Starring: Humphrey Bogart, Ingrid Bergman
Director: Michael Curtiz
Rated: PG
Distributor: Warner Brothers
I have a huge black and white photograph of what looks suspiciously like Madonna and Warren Beatty in period costume locked in a passionate kiss at a dark, rain splattered airport. It’s an image that could have been lifted straight out of Casablanca except that this is an idealised ending to the 1942 cinema classic. Our two original screen lovebirds, Rick (Humphrey Bogart) and Ilsa (Ingrid Bergman) never lock lips like this at the climax. Instead they part, possibly forever, across the rainy tarmac towards what, if you take away the movie magic, is in fact a scaled down, cut-out aeroplane being attended to by a team of midget mechanics.
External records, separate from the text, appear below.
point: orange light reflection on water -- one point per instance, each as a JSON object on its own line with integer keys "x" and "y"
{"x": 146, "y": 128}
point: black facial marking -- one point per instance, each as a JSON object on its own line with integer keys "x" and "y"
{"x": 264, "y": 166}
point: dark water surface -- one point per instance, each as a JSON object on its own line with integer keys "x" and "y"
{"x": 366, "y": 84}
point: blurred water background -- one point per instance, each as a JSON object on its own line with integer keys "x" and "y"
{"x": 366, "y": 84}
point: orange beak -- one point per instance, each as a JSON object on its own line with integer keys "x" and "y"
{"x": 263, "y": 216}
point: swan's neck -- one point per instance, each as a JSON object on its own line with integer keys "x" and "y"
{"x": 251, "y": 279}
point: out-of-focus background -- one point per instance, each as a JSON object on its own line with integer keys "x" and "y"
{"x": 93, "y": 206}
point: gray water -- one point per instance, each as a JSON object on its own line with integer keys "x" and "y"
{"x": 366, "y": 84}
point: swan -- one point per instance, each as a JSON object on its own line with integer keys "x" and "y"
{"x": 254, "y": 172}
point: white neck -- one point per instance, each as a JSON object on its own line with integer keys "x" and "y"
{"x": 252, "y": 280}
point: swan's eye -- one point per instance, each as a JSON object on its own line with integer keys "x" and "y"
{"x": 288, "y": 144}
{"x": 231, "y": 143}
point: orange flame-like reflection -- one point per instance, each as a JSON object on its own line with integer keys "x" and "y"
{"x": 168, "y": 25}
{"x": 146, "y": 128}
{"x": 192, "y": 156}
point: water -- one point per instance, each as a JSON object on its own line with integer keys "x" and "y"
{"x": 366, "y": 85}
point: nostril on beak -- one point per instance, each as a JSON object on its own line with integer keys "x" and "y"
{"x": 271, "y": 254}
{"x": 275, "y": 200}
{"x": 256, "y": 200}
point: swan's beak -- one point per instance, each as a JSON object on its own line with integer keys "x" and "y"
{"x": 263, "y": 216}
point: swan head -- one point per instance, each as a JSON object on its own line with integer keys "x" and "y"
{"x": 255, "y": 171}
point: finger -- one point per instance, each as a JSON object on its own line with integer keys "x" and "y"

It’s an ending that caused the filmmakers untold anxiety throughout production but one that helped elevate the entire film to its legendary status. Would the luminous Ilsa wind up with her lover or would she stand by her husband and the ideals by which he in turn stood guard? According to Bergman’s daughter, Pia Lindstrom, her mother was at her wits end not knowing the answer but when it finally came and she walked away with the noble Victor Lazlo (Paul Henreid) she marched right into cinema history. As one of the scriptwriters, Howard Koch says in the DVD documentary extra, the film made the point that ‘there were values that were worth making sacrifices for… If it had a romantic ending, there wouldn’t be any legend today.’
However, it wasn’t Koch who came up with the winning finale. It was the brothers Julius and Philip Epstein who, in a moment of pure synchronicity devised the solution. ‘Round up the usual suspects!’ they said to each other, quoting an earlier line from the film and, working backwards from there they envisaged a murder. Who would the audience want to see killed? Major Strasser! And by whom? Why, our hero Rick, of course! It’s a fantastic story for aspiring scriptwriters confirming the fact that accidents can sometimes produce classics.